The Guardian does it again

Analysis of HSBC Vulnerability

It is all over the news this morning about a "security flaw" in HSBC online banking.

Being an HSBC account holder myself (not that I actually use the bank; they offer pathetic interest rates) I was encouraged to investigate this further. I was put at ease the moment I saw that each article was hinting at the researchers having made an assumption that every target has been infected with a keylogger. A bit of an unreasonable assumption if you ask me, and I think at this point it stops being "news" however the vulnerability is quite interesting...

When you logon to HSBC banking you are asked for your date of birth and for three digits from your security number. The three digits you are asked for are randomly selected by HSBC but the digits requested only seem to change after a successful login. Also the instructions that tell you which digits to enter are sent over HTTPS and we will assume are invisible to the attacker. Now for the important part: the digits are always requested in the order they appear in the security number. For example you might be asked for digits 1, 2 and 3 in that order, but you would never be asked for digits 3, 2 and 1 in that order. This leads to the vulnerability...

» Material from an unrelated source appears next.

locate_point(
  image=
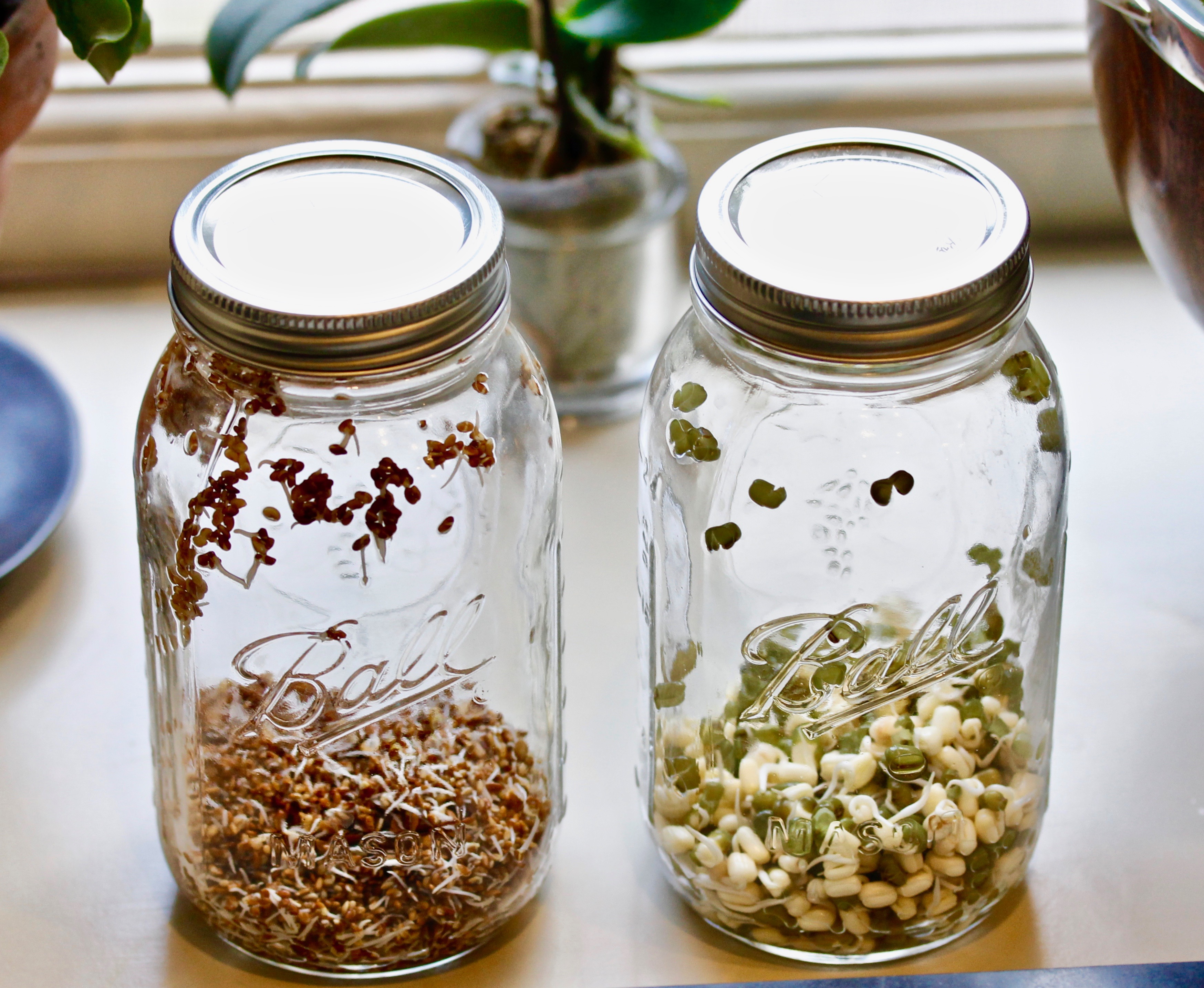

Let us use a random example, assume that an HSBC customer uses the security number 4921576876, we have a keylogger running on his machine and have now watched him login to HSBC 22 times seeing the following partial security codes: 416, 458, 496, 286, 925, 976, 487, 476, 157, 987, 476, 576, 217, 915, 178, 976, 491, 476, 428, 915, 917 and 176.

From the data above we can estimate how often we expect each digit to appear in the users security code. We would expect to see each digit in the security code a total of (|dataset| x |partialcode|) / |availabledigits| = (22 x 3) / 10 = 6.6 times. For example we saw the number 6 ten times in total, so would expect it to appear in the security code 10 / 6.6 = 2 (0 d.p.) times. Using this strategy we can deduce the following frequencies for each digit in the security code: 0 x 0, 1 x 1, 1 x 2, 0 x 3, 1 x 4, 1 x 5, 2 x 6, 2 x 7, 1 x 8, 1 x 9. This statistical analysis has introduced some uncertainty and we may need to come back to these distributions if the procedure below leads to errors.

Now we can start to piece together the original code. Let's start with the digits that only appear once, the code contains a single 1: 1. It contains a single 2 and the partial 217 tells us that the 2 comes before the 1: 21. Similarly there is a single 4 and we know from 416 that it is before the 1 and from 428 that it is before the 2: 421. There is a single 5 and the same method tells us that it comes after the 1: 4215. Similarly we can deduce the positions of the single 8 and 9: 492158. Now we need to deal with the sixes and sevens, some uncertainty is introduced here but the state space stays manageably small. There is definitely a 7 after the last 8 (because of 487): 4921587. The other 7 comes either immediately before or immediately after the 5 but we cannot tell which. The first 6 could appear anywhere after the 9 (from 496), and the second six could appear anywhere after the 1 (from 416) but if you chart all the possible locations they can be seen to be statistically more likely to appear after the 57/75 so let us assume this.

Based on the above (which assumes our frequency distribution to be correct) we claim that the code begins with 4921 is then followed by 57 or 75 and is then followed by 6876, 8766, 8676, 6687, 8667 or 6867 (all of the possible arrangements of the sixes at the end of the code). This gives us only 12 possible codes and indeed does contain the correct code: 4921576876.

I have chose to publish a worked example rather than general code because it is easier and wont get me accused of publishing working exploit code but it can be seen how the above procedure can be generalised. It is at this point where you could debate the subject as well as not being newsworthy, not being academic research but just simple maths. We'll see where their research gets published "later in the year"!